While ncov-tools is compatible with outputs from both ARTIC- and iVar-based workflows across Illumina and Nanopore platforms, minor differences may still arise when processing the same sample with different technologies. These discrepancies stem from differences in read length, error profiles and sequencing chemistry. For example, Nanopore data may contain homopolymer-associated indel errors not observed in Illumina data, potentially leading to variant or consensus discrepancies in low-complexity regions. Similarly, some variant calling tools interpret ambiguous base calls differently depending on platform-specific quality metrics. While this test dataset framework has not been directly benchmarked against other global platforms such as OpenEBench, it provides complementary value by emphasizing summary-level outputs like quality control (QC) metrics, watch mutations and variant calls, which are commonly interpreted by end users. We also acknowledge that containerizing the entire workflow (including ncov-tools) and embedding it in a Snakemake or Nextflow pipeline would improve usability, and this remains a priority for future development.
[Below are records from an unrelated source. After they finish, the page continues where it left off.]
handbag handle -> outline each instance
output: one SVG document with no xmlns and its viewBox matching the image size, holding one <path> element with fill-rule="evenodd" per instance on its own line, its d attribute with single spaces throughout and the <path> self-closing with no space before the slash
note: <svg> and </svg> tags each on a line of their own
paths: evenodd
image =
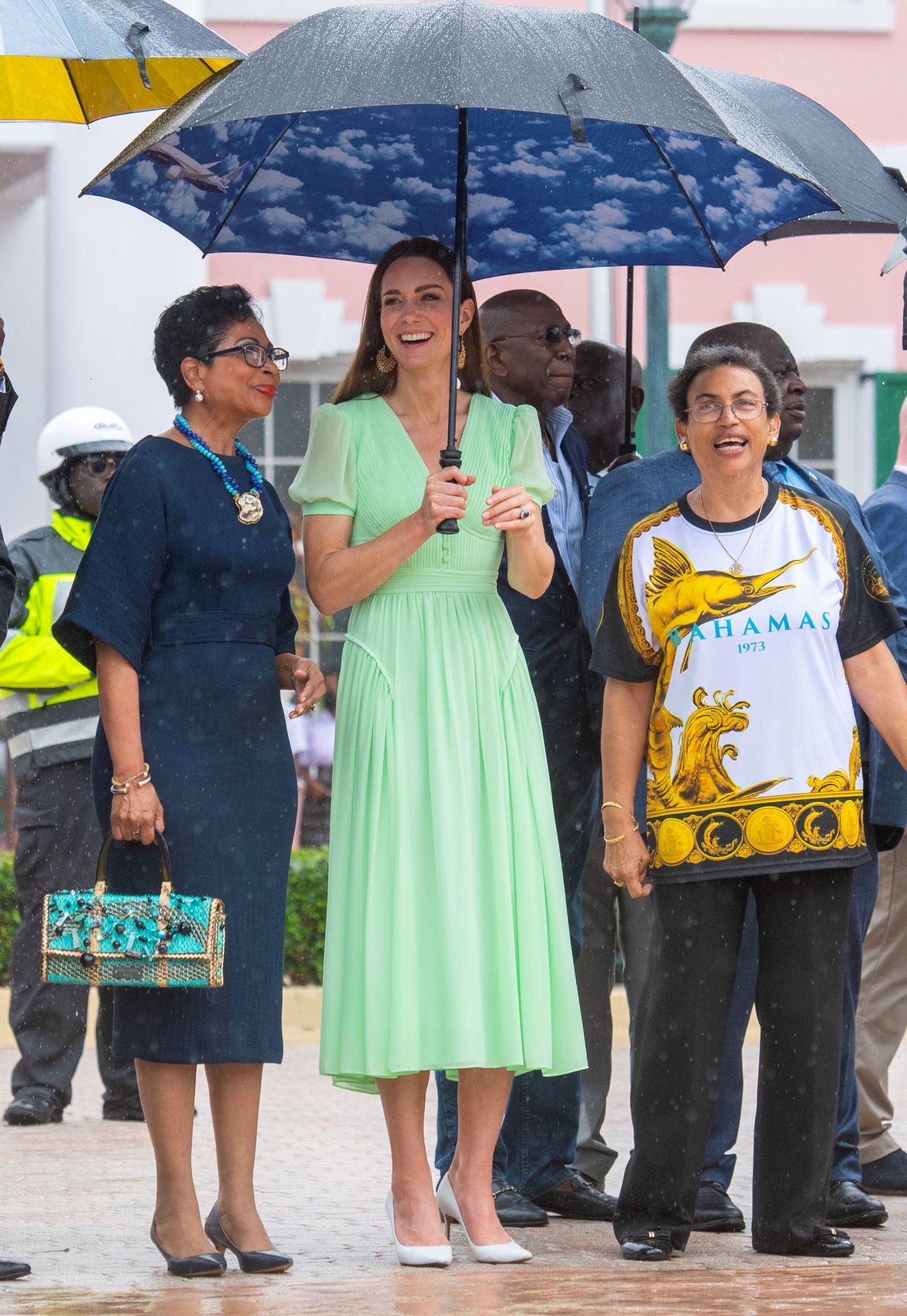
<svg viewBox="0 0 907 1316">
<path fill-rule="evenodd" d="M 172 891 L 174 884 L 174 866 L 170 859 L 170 846 L 157 828 L 154 829 L 154 844 L 161 851 L 161 904 L 166 907 L 170 903 L 170 892 Z M 104 837 L 100 854 L 97 855 L 97 869 L 95 870 L 95 900 L 103 899 L 107 894 L 107 859 L 112 845 L 113 833 L 108 832 Z"/>
</svg>

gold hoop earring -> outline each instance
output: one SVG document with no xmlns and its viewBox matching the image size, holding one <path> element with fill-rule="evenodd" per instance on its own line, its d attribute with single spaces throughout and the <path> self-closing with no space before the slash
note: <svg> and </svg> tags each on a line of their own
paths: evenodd
<svg viewBox="0 0 907 1316">
<path fill-rule="evenodd" d="M 380 370 L 382 375 L 390 375 L 391 371 L 396 370 L 396 357 L 392 357 L 384 343 L 378 349 L 378 355 L 375 357 L 375 365 Z"/>
</svg>

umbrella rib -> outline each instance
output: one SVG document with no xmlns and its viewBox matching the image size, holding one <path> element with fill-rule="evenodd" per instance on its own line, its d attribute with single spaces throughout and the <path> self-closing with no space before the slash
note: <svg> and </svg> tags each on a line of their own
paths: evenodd
<svg viewBox="0 0 907 1316">
<path fill-rule="evenodd" d="M 687 205 L 690 207 L 690 209 L 692 211 L 692 213 L 696 216 L 696 221 L 699 224 L 699 228 L 703 230 L 703 237 L 708 242 L 708 246 L 711 247 L 712 255 L 715 257 L 716 266 L 719 267 L 719 270 L 724 270 L 725 268 L 724 261 L 719 255 L 717 247 L 712 242 L 711 234 L 710 234 L 708 229 L 706 228 L 706 221 L 703 220 L 702 215 L 696 209 L 695 203 L 694 203 L 692 197 L 690 196 L 690 193 L 687 192 L 686 187 L 681 182 L 681 175 L 677 172 L 677 170 L 671 164 L 671 162 L 667 159 L 667 157 L 665 155 L 663 150 L 661 149 L 661 146 L 658 145 L 658 142 L 654 139 L 654 137 L 652 136 L 652 133 L 649 132 L 649 129 L 645 126 L 645 124 L 640 124 L 640 128 L 645 133 L 645 136 L 649 138 L 649 141 L 652 142 L 652 145 L 654 146 L 654 149 L 658 151 L 658 154 L 661 155 L 661 158 L 665 162 L 667 170 L 670 171 L 671 178 L 674 179 L 674 182 L 677 183 L 677 186 L 679 187 L 679 190 L 683 192 L 683 196 L 686 197 Z"/>
<path fill-rule="evenodd" d="M 278 136 L 274 138 L 272 142 L 269 143 L 269 147 L 265 151 L 265 154 L 262 155 L 262 158 L 258 161 L 258 164 L 255 164 L 254 170 L 249 174 L 249 178 L 246 179 L 246 182 L 242 184 L 242 187 L 240 188 L 240 191 L 233 197 L 233 201 L 230 203 L 230 207 L 226 211 L 226 215 L 219 222 L 217 228 L 211 234 L 211 238 L 208 240 L 208 242 L 201 247 L 201 255 L 211 255 L 211 249 L 213 247 L 215 242 L 220 237 L 224 226 L 226 225 L 226 221 L 233 215 L 233 212 L 236 211 L 237 205 L 240 204 L 240 201 L 245 196 L 246 188 L 251 183 L 253 178 L 255 176 L 255 174 L 258 172 L 258 170 L 262 167 L 262 164 L 265 163 L 265 161 L 267 159 L 267 157 L 271 154 L 271 151 L 274 150 L 274 147 L 278 145 L 278 142 L 283 137 L 286 137 L 286 134 L 290 132 L 291 128 L 295 128 L 295 125 L 299 122 L 299 120 L 301 117 L 303 117 L 301 114 L 294 114 L 292 118 L 290 120 L 290 122 L 287 124 L 287 126 L 278 133 Z"/>
</svg>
To support reproducibility and consistent input formatting, the SIGNAL_output_comparison_script.Rmd currently accepts only outputs from the ncov-tools pipeline, which is used by the majority of PPHLs across Canada. Users must run an upstream workflow (e.g. ARTIC or iVar) followed by ncov-tools to generate standardized outputs. The script relies on specific folder structures and filenames defined in a YAML configuration file. Limitations include potential batch effects stemming from differing lab protocols, sample selection biases (e.g. regional variant distributions) and discrepancies due to differing basecalling software versions—especially for long-read data. These factors, while generally not affecting summary-level results, may reduce reproducibility across labs. In the future, we plan to adapt the script for Nanopore data by incorporating additional filtering logic and platform-aware thresholds to address read variability and elevated error rates. We plan to expand support to non-SARS-CoV-2 pathogens by implementing schema-specific adaptations in ncov-tools, defining pathogen-specific watch mutations and developing representative test datasets. Furthermore, we intend to enhance usability and scalability by containerizing the tool and integrating it into workflow managers such as Nextflow. Collectively, these efforts will ensure broader applicability and sustained reproducibility across diverse sequencing platforms and pathogens.
Validation strategies for SARS-CoV-2 genomic analysis
In the realm of SARS-CoV-2 genome analysis, ensuring the accuracy and reliability of datasets is essential. The validation process plays an important role in affirming the quality and relevance of selected datasets, particularly when using bioinformatic tools. Given the dynamic nature of the virus and its evolving lineages over time, datasets were chosen from different times throughout the pandemic to add a layer of variance to the analysis. To strengthen the validation, synthetic mock controls and biological controls have been incorporated. Synthetic controls provide standardized references for assessing tool performance, while biological controls verify the analytical process against authentic SARS-CoV-2 samples. Additionally, the inclusion of a failed dataset serves as a benchmark for identifying and addressing potential limitations, enhancing the study’s overall credibility and transparency. As illustrated in Fig. 1, test datasets are applied across multiple validation strategies, including user proficiency testing, self-assessment, clinical validation, instrument and assay validation, pipeline and software validation and audits and quality assurance. These components collectively ensure the robustness of genomic workflows by evaluating both laboratory and computational aspects of SARS-CoV-2 genome analysis. This comprehensive approach reinforces a commitment to methodological rigour, ensuring reliable genomic insights that inform public health decisions.
Applications of test datasets in SARS-CoV-2 genomic validation. This figure illustrates key areas where test datasets contribute to the validation of SARS-CoV-2 genomic analysis workflows. These applications include user proficiency testing to assess operator performance; self-assessment to internally verify bioinformatics and laboratory processes; clinical validation to ensure alignment with real-world conditions, using clinical samples and quality control challenges reflective of routine sequencing runs; instrument and assay validation to confirm the accuracy of sequencing platforms and diagnostic assays; pipeline and software validation to evaluate bioinformatics tools and computational workflows; and audits and quality assurance, which ensure regulatory compliance and methodological reliability. Failed datasets used in this framework were derived from samples with known quality control issues such as low depth, cross-contamination or barcode misassignment. Created using BioRender.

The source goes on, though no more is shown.